The major metabolic catalyst involved is a cytochrome P450 enzyme known as 2D6, or CYP2D6. Most populations have functional deficiencies in this enzyme and are known as poor CYP2D6 metabolites. O-demethylation DXM to DXO contributes at least 80% of the DXO formed during DXM metabolism. Because CYP2D6 is the main metabolic pathway in dextromethorphan inactivation, the duration of action and dextromethorphan effect can be increased three times in poor metabolism. In one study of 252 Americans, 84.3% were found to be "fast" (extensive) metabolites, 6.8% to "intermediate" metabolites, and 8.8% were "slow" metabolisms of DXM. A number of alleles for CYP2D6 are known, including some completely inactive variants. The distribution of alleles is uneven among ethnic groups.

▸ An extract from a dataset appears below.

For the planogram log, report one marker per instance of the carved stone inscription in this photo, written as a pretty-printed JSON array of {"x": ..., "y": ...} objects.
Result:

A large number of drugs are potent CYP2D6 inhibitors. Several types of drugs known to inhibit CYP2D6 include certain SSRIs and tricyclic antidepressants, some commonly available anthypycarmy and antihistamine diphenhydramine. Therefore, the potential for interaction exists between dextromethorphan and the drugs that inhibit this enzyme, especially in slow metabolism.
DXM is also metabolized by CYP3A4. N-demethylation is mainly achieved by CYP3A4, contributing at least 90% of MEM formed as the main metabolite of DXM.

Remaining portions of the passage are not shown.